Por Adrián Cattivelli
En Twitter: @adricati
Cuando en 2013 el entonces analista de la Agencia Nacional de Seguridad (NSA, por sus siglas en inglés) Edward Snowden dio a conocer la magnitud del espionaje que Estados Unidos efectuaba a líderes del mundo entero, una airada Dilma Rousseff, por entonces en su primer mandato presidencial al frente del Brasil, decidió suspender la visita oficial que tenía prevista realizar a la Casa Blanca el 23 de octubre de ese mismo año. Esa era su manera de protestar –enérgicamente, se dijo– por la indebida intervención de sus llamadas telefónicas y correos electrónicos por parte de los servicios de inteligencia estadounidenses.
“Las prácticas ilegales de interceptación de las comunicaciones y datos de ciudadanos, empresas y miembros del Gobierno brasileño constituyen un hecho grave, que atenta contra la soberanía nacional y los derechos individuales, y es incompatible con la convivencia democrática entre países amigos”, afirmó un severísimo comunicado emitido por Planalto. El documento agregaba que “en ausencia de una investigación de lo ocurrido, con las correspondientes explicaciones y compromiso de cesar la interceptación, no están dadas las condiciones para la realización de la visita”.
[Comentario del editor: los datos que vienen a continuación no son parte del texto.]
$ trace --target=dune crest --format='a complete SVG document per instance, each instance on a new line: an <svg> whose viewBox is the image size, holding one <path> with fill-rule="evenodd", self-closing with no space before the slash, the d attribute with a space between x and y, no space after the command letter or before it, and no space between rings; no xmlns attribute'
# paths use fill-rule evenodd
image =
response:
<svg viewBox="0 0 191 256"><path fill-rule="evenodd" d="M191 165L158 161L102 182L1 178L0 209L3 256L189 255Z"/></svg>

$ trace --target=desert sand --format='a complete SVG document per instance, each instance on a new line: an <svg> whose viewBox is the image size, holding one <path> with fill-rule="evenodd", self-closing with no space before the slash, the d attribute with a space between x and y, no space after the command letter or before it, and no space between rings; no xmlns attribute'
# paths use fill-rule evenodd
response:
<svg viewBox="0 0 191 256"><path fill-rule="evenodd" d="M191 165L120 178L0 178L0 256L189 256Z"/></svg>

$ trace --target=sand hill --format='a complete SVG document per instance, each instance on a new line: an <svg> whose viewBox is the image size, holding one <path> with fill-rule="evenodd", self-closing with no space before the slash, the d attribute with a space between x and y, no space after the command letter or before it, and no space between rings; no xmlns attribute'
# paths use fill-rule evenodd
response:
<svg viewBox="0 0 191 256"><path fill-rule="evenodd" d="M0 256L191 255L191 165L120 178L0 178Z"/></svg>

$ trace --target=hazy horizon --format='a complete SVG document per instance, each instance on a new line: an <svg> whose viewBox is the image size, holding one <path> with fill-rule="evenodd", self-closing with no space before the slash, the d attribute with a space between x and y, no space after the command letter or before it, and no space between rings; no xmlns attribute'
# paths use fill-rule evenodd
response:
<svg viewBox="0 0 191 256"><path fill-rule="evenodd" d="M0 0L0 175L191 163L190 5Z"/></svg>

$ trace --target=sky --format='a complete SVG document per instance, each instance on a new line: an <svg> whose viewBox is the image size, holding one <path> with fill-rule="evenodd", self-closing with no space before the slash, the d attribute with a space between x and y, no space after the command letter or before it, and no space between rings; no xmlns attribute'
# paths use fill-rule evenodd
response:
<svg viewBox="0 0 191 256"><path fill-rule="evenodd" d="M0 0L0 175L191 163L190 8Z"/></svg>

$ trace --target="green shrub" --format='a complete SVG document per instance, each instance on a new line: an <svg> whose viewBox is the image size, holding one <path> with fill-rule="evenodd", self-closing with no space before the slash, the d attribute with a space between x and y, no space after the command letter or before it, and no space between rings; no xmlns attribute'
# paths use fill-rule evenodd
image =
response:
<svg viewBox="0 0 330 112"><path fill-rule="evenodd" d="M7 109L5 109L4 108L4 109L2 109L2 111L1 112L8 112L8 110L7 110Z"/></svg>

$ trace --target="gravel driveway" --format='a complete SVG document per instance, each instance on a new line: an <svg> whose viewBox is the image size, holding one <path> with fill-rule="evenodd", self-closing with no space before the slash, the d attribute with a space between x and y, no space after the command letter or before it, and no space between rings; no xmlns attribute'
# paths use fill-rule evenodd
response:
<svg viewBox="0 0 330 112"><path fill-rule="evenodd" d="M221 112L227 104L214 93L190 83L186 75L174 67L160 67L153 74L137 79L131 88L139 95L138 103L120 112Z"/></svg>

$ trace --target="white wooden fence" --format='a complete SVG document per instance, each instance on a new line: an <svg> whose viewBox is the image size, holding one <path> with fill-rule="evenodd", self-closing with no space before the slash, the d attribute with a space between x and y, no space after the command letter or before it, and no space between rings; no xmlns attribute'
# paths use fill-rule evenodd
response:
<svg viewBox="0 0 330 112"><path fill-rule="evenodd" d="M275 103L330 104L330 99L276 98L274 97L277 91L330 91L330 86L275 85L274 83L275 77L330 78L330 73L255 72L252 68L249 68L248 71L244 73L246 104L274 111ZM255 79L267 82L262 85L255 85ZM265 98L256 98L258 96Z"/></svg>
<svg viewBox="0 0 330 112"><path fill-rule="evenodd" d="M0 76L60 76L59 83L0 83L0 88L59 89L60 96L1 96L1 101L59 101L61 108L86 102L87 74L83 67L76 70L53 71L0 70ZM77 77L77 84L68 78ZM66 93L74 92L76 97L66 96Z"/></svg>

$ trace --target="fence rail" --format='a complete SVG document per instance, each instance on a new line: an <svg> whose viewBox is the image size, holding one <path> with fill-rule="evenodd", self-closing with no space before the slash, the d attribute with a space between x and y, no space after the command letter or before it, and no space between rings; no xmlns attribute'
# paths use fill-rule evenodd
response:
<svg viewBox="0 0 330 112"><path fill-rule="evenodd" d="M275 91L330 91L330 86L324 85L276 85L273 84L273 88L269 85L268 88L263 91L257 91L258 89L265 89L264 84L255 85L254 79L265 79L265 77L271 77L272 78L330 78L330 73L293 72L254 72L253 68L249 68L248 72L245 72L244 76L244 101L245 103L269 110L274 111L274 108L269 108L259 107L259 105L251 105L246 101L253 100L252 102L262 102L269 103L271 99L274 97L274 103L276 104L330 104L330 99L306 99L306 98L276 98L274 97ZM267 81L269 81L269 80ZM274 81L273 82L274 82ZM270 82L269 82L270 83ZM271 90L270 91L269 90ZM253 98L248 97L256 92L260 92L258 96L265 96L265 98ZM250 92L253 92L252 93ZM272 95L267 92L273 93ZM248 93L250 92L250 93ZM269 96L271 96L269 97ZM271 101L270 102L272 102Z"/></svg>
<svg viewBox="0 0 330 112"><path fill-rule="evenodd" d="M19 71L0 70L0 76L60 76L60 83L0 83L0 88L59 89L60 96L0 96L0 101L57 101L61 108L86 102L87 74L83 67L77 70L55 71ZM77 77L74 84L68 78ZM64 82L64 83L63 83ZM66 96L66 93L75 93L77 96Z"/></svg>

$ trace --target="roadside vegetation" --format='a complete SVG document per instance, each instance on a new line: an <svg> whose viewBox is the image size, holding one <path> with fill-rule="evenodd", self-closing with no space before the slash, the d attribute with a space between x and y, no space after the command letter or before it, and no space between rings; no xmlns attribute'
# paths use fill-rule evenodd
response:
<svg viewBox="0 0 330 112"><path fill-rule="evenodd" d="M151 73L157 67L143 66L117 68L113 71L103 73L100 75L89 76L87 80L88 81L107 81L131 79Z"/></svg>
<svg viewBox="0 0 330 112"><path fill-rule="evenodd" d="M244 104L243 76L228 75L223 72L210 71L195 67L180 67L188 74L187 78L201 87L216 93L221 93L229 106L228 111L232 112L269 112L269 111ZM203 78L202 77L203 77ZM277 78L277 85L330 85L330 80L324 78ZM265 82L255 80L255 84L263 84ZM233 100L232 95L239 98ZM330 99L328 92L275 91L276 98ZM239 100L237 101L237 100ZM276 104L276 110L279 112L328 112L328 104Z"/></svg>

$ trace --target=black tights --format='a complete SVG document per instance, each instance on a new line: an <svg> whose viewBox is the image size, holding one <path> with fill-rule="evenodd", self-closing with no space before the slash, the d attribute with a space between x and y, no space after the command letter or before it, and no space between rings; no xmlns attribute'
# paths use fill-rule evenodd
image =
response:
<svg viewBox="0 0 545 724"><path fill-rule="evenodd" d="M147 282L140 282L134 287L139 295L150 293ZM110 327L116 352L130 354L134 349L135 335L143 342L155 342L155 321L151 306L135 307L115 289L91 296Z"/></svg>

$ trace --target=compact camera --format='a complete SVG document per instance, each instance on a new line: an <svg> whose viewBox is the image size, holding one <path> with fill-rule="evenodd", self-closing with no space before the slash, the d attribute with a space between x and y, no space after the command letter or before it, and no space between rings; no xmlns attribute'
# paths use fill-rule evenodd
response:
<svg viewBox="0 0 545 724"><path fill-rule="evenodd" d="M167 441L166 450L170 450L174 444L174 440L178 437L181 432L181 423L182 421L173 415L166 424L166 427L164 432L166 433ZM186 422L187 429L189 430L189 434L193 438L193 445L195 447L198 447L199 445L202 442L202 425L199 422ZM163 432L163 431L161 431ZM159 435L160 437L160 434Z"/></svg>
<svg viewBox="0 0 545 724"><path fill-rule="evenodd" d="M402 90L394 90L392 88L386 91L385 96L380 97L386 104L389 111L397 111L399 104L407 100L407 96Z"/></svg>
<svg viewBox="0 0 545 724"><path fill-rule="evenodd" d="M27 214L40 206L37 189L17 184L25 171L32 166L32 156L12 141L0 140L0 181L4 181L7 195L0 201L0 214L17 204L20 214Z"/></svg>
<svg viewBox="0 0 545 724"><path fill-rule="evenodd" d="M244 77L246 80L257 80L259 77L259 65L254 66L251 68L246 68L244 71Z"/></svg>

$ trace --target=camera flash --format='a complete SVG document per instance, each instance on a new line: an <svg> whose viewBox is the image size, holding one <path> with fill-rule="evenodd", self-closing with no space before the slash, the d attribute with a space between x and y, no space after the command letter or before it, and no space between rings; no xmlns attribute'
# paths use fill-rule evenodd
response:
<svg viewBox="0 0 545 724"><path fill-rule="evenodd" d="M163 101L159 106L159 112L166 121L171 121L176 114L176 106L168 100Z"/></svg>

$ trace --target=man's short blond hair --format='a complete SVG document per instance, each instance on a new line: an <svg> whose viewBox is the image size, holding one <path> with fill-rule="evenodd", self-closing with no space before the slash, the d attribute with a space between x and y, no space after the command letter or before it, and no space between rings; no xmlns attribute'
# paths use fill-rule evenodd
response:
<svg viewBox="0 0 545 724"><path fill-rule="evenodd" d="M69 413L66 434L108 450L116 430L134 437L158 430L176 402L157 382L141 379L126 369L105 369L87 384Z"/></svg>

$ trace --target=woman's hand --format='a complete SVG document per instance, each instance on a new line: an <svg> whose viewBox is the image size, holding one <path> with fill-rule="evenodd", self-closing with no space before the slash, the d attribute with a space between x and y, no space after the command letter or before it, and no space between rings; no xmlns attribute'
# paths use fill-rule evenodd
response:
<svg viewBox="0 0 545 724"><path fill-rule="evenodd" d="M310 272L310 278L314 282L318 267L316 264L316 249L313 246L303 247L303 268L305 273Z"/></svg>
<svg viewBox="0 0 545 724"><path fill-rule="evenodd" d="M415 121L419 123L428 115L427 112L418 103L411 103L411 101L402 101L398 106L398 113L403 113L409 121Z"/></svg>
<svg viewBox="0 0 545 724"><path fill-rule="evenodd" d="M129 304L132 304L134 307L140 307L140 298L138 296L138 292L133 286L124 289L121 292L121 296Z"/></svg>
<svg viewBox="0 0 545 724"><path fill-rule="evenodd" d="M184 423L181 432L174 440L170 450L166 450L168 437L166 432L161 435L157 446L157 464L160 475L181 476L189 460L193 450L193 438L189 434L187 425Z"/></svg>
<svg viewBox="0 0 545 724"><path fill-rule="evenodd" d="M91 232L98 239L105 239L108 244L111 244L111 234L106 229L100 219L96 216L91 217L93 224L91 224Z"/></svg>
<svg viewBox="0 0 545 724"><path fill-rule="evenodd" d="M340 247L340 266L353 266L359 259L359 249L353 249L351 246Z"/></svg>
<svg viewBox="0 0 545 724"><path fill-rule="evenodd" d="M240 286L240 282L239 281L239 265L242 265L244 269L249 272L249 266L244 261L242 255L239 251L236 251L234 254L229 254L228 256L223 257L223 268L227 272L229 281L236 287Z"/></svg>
Esta semana, gracias al libro Una oveja negra al poder, en el que los periodistas uruguayos Andrés Danza y Ernesto Tulbovitz recogen testimonios del ex presidente José Mujica sobre sus experiencias del quinquenio durante el cual le cupo ejercer la primera magistratura de su país, vinimos a tomar conocimiento de que, por esa época, casi al mismo tiempo que Dilma era espiada por los servicios secretos estadounidenses, ella hacía otro tanto con las autoridades paraguayas de entonces, aunque de la mano de espías cubanos y venezolanos.
Según la publicación, la inteligencia de Cuba y Venezuela proveyó a la mandataria brasileña de “fotos, grabaciones y relatorios” acerca de la actividad que políticos paraguayos desempeñaban en nuestro país, en el marco de la crisis que se vivió a mediados de 2012, la cual concluyó, como es de público conocimiento, con la destitución del entonces presidente Fernando Lugo.
Más allá de los “remordimientos” que Mujica dice cobijar por complotarse con las presidentas Rousseff y Fernández de Kirchner para echar temporalmente al Paraguay del Mercosur en la tristemente célebre Cumbre que el bloque celebró en Mendoza el 29 de junio de 2012, la lectura que tiende a consolidarse guarda relación con dos aspectos bien distintos.
Primero, se confirma que el supuesto “celo” brasileño-argentino por la preservación del orden democrático paraguayo no era más que una excusa, la cara visible de una operación encubierta destinada a meter por la ventana del Mercosur a la Venezuela de Hugo Chávez.
Pero segundo, y he aquí lo más relevante, es que Dilma sería una gobernante sumamente incoherente e inescrupulosa, ya que condenaba a los Estados Unidos por hacer exactamente lo mismo que ella realizaba en perjuicio del Paraguay: espiar a su dirigencia.
Si nos atenemos a la gravedad de los hechos –que además involucraron a servicios secretos de terceros países– estamos no solamente en condiciones, sino en la obligación moral de exigir cuentas a la presidenta brasileña, tan justificadamente ofuscada ella cuando la NSA le leía los correos electrónicos; algo que condenó por “atentar contra la soberanía nacional y los derechos individuales”, amén de ser “incompatible con la convivencia democrática entre países amigos”.
Más allá del debate sobre si la salida del poder de Fernando Lugo fue legítima o no, la soberanía del Paraguay ha sido violentada por la presidenta del vecino país. Y eso merece una explicación. Esperemos que nuestro contemporizador canciller sepa estar a la altura de las circunstancias y haga respetar al pueblo que le paga el sueldo para que lo represente con eficiencia y dignidad.